Cela expliquerait-il tous les intéressants gadgets de type moniteurs d’activité physique, bracelets et programmes de jogging? Il ne s’agit peut-être pas tant de comparer avec les autres que d’obtenir une confir­mation pour soi-même? Car nous doutons de nous-­mêmes, il nous faut le voir noir sur blanc: oui, tu es en forme, tu as déjà marché 7,5 km aujourd’hui, tu es en bonne santé. Aucun ressenti subjectif ne peut contrer ces informations! Je me sens également bien et détendue quand je mange une tablette de chocolat et que je m’allonge sur le canapé avec un livre passionnant. Mais justement, ça, ce n’est pas bien. Seuls les indicateurs et les chiffres peuvent me dire si c’est vraiment bien.Tout comme mon stress ne devient réel qu’à partir du moment où mon estomac réagit, et où il est diagnostiqué.

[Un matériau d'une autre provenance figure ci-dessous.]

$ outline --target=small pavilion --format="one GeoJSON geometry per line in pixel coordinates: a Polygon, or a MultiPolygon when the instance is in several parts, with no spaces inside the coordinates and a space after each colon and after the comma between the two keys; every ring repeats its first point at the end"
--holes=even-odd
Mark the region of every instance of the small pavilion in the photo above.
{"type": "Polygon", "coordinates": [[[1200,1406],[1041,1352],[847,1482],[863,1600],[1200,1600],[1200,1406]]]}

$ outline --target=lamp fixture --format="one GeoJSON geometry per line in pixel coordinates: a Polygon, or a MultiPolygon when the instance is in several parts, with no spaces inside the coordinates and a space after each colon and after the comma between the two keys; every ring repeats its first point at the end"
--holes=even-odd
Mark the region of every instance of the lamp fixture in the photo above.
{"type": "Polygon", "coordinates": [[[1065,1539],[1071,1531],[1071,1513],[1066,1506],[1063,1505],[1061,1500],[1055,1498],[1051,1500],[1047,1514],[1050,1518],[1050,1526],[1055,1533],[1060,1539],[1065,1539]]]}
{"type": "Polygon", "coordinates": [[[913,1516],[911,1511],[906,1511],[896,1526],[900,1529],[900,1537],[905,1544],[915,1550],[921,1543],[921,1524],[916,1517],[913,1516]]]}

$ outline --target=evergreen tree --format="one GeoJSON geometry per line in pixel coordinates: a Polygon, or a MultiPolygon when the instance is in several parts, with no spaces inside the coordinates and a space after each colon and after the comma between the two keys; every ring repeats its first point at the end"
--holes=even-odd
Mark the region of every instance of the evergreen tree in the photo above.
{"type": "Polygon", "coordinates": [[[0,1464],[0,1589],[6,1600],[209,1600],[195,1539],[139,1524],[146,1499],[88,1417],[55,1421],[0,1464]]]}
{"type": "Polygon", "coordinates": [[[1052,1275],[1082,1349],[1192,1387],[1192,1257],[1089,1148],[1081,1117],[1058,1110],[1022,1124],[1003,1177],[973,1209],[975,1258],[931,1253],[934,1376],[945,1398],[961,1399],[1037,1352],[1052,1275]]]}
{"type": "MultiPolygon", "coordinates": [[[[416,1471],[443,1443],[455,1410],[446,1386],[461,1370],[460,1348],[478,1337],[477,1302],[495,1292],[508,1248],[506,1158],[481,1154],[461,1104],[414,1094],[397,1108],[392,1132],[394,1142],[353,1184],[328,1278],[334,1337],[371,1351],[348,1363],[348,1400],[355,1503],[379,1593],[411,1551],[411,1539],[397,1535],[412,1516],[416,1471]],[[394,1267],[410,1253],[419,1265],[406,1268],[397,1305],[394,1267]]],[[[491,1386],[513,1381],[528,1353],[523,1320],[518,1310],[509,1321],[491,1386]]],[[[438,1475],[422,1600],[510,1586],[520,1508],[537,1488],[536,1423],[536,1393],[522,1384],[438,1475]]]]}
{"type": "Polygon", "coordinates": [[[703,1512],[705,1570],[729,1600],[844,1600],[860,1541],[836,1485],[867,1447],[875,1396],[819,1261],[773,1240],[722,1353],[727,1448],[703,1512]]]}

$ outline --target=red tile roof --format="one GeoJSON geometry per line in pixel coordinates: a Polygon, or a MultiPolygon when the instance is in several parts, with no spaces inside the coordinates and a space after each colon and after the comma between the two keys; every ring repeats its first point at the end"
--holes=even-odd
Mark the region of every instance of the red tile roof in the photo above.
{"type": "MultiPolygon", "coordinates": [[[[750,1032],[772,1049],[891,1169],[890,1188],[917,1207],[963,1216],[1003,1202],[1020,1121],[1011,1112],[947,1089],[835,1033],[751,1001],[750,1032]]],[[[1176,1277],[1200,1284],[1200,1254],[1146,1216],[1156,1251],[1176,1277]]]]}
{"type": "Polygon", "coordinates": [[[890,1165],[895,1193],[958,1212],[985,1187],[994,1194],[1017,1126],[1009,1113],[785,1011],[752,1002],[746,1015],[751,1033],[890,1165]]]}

Je ne me fie pas à mon propre sentiment, j’ai besoin de faits. Des faits sur moi, que quelqu’un d’autre me fournit. Des faits me concernant, pour savoir comment je vais. Je ne suis pas directement moi, je ne suis que mon reflet dans mon corps. Même pas dans cette enveloppe corporelle, dans laquelle je m’incarne, que je sens, que je perçois et que j’expérimente. Les phénoménologues et les féministes ont mis en évidence il y a des années déjà que le moi avait une dimension physique. Il ne s’agit plus seulement de mon enveloppe corporelle, mais de mon corps, qui m’appartient et peut être examiné, pesé, mesuré par d’autres.
De nos jours, il faudrait même compléter le poème de R. Gernhardt. Il se termine par cette conclusion: «Die Frage scheint recht schlicht zu sein – doch ihre Schlichtheit ist nur Schein!» (la question semble très simple, elle est cependant loin de l’être!). Depuis, la question me taraude: comment mon corps sait-il ce que je fais?
J’oserais proposer une autre strophe: «Si tu veux aller au fond des choses, ne laisse pas la question en plan. Car ce n’est qu’un commencement. Demande-toi plutôt: comment sait-il qui je suis?»